Zach watched Brooke’s expression register surprise on top of the pain already there. She’d really believed that he’d walked away. Tears or no tears, he wouldn’t have left a perfect stranger, but she’d actually expected him to abandon her. He knew that wasn’t a reflection on him, but on her own experiences. People didn’t stick in her life.
Odd how he wanted to. “Phyllis wouldn’t want you to lose it over her.”
“I told her everything would be okay. I promised her. But everything isn’t going to be okay.”
He knew that, too.

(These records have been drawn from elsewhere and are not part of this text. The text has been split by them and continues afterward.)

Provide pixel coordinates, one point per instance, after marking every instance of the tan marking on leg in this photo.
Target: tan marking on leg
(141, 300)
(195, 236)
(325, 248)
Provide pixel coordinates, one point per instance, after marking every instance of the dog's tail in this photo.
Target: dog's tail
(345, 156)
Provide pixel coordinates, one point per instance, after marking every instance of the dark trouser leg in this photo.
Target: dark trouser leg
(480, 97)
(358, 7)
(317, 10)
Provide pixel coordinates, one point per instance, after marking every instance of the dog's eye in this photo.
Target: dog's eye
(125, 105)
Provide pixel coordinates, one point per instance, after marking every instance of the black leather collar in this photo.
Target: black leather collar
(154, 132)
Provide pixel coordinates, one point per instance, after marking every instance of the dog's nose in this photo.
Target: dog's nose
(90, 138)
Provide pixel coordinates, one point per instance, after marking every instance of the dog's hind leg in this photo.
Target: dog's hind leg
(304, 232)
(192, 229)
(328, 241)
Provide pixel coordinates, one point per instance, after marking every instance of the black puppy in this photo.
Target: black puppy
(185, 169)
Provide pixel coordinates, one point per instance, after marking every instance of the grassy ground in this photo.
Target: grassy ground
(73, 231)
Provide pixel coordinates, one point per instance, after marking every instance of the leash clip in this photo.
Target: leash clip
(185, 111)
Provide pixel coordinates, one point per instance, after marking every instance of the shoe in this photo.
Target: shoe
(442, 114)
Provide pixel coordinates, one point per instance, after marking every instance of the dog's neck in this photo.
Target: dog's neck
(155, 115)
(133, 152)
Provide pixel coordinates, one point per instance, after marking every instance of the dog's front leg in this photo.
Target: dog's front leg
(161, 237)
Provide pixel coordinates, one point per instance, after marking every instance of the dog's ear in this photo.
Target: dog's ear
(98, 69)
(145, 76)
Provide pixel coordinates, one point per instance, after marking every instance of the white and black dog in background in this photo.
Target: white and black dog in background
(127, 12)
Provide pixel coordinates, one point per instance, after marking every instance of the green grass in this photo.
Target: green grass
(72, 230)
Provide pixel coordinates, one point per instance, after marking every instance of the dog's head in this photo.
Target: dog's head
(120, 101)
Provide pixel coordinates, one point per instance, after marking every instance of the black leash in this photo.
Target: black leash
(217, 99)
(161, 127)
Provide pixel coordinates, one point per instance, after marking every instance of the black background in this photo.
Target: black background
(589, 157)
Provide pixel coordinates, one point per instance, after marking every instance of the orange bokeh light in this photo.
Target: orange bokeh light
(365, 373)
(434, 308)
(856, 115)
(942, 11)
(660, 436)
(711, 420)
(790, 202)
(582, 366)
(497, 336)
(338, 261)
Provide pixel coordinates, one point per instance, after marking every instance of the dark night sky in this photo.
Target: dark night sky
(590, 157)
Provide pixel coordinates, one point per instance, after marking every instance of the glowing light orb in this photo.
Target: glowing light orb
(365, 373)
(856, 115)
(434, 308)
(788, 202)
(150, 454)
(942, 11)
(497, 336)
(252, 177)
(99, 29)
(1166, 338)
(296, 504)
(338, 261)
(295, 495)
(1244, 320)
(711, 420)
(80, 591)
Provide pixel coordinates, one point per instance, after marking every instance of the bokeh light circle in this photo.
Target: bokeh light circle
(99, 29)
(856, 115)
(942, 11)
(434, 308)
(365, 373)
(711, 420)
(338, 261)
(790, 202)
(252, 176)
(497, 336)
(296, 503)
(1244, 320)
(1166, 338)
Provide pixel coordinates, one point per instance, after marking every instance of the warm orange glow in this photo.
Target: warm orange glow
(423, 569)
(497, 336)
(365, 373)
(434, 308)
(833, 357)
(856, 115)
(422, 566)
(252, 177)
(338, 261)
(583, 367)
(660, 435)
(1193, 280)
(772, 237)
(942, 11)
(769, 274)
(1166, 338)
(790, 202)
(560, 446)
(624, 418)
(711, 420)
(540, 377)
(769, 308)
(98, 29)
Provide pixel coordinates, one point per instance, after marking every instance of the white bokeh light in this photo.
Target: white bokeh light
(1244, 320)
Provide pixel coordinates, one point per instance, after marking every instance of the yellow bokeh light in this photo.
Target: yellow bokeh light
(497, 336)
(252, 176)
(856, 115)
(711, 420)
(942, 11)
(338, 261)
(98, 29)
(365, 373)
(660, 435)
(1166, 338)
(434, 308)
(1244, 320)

Heart heavy, calling himself every kind of fool, he sank into the chair next to her and leaned his tired head back to the wall and studied the ceiling.
It didn’t matter that he wasn’t looking at her. He could still see her; she’d been imprinted on his brain. A body made for his. A mouth that fueled his fantasies. Eyes that destroyed him with every glance. “Promises are a bad idea all the way around.”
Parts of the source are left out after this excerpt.